悲劇の青春12
「悲劇の青春」

延辺第一聾唖学校との交流

延辺第一聾唖学校との交流

 延吉から、図們までは約50キロある。車で1時間半かかった。現在高速道路建設予定だった。55年前、村上中隊は、朝鮮の羅津から、図們経由で勃利へ向かった。

 図們は、北朝鮮(朝鮮民主主義人民共和国)と中国の国境の街である。図們江は川幅が狭く、図們大橋のゲ−トの上から、対岸の北朝鮮の街や人が肉眼で見える。図們大橋を警備している兵隊がいる。堂々と歩いて渡っている人も見た。図們江公園では、物乞いをする子どもがいた。北朝鮮から渡ってきた私生児だそうだ。最近そうした子が増えている。

 図們で名物の冷麺を食べた後、我々は、交流のため延辺第一聾唖学校へ行った。延吉の郊外にあった。中国の障害者教育や福祉は、まだまだ理解が遅れている。この学校は、朝鮮族系で、吉林省では模範的な学校と聞いた。ここで、教育基金の贈呈とサッカ−ボ−ルなどを寄贈した。そこでの挨拶を一部紹介する。

 「ニイ−ハオ、お忙しい時にもかかわりませず、私たち一行を、熱烈に歓迎をしていただきましたことを御礼申し上げます。

 まずは、中国が、今年建国50周年を迎えられたことをお祝い申し上げます。日中国交回復より、27年。日中平和友好条約締結21年をへて、両国は益々交流が深まっています。そこで、それに先立ちまして申し上げたいことがあります。それは、先の大戦において、日本が中国に対しまして侵略し、中国の人民に多大のご迷惑をおかけしたことを心から謝罪したいと思います。
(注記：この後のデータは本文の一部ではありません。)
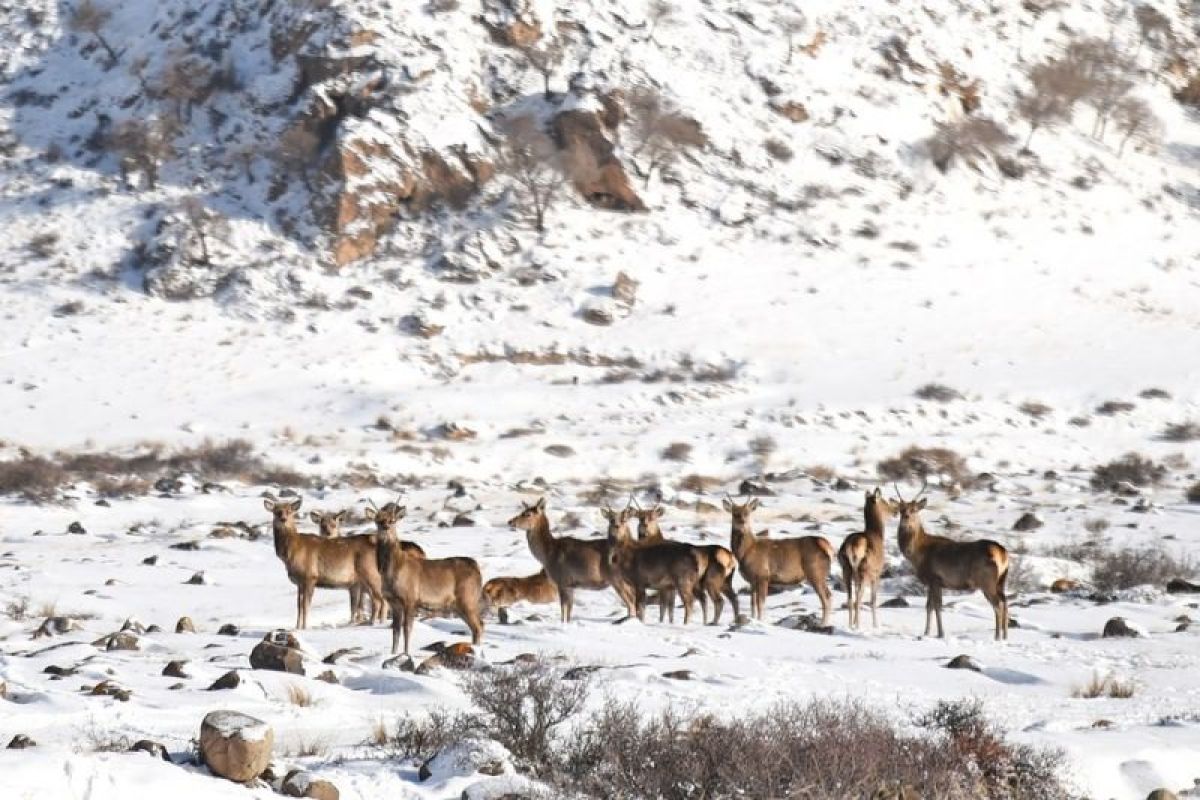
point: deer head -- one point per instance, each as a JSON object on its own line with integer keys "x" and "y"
{"x": 529, "y": 515}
 さて、私たちの今回の旅行は「悲劇の青春を訪ねる旅」です。ご存じのように岡山県も、国策とはいえ2703名の満蒙開拓青少年義勇軍を中国東北部に送り込みました。国民学校高等科を卒業したばかりの14歳の少年にとってそれは、歴史的意味のわからぬ状態での参加でした。(中略)

 今回、私たちは村上中隊の隊員の殉難者祈念だけが目的の旅ではありません。村上中隊の隊員も高齢化しました。加えて戦争体験は日本において風化しつつあります。

 そこで、今回の旅の目的は、まず第1に満蒙開拓青少年義勇軍の貴重な体験や証言を後世の「歴史の教訓」として学ぼうという姿勢です。そのため、岡山県の教員や一般の人も参加しています。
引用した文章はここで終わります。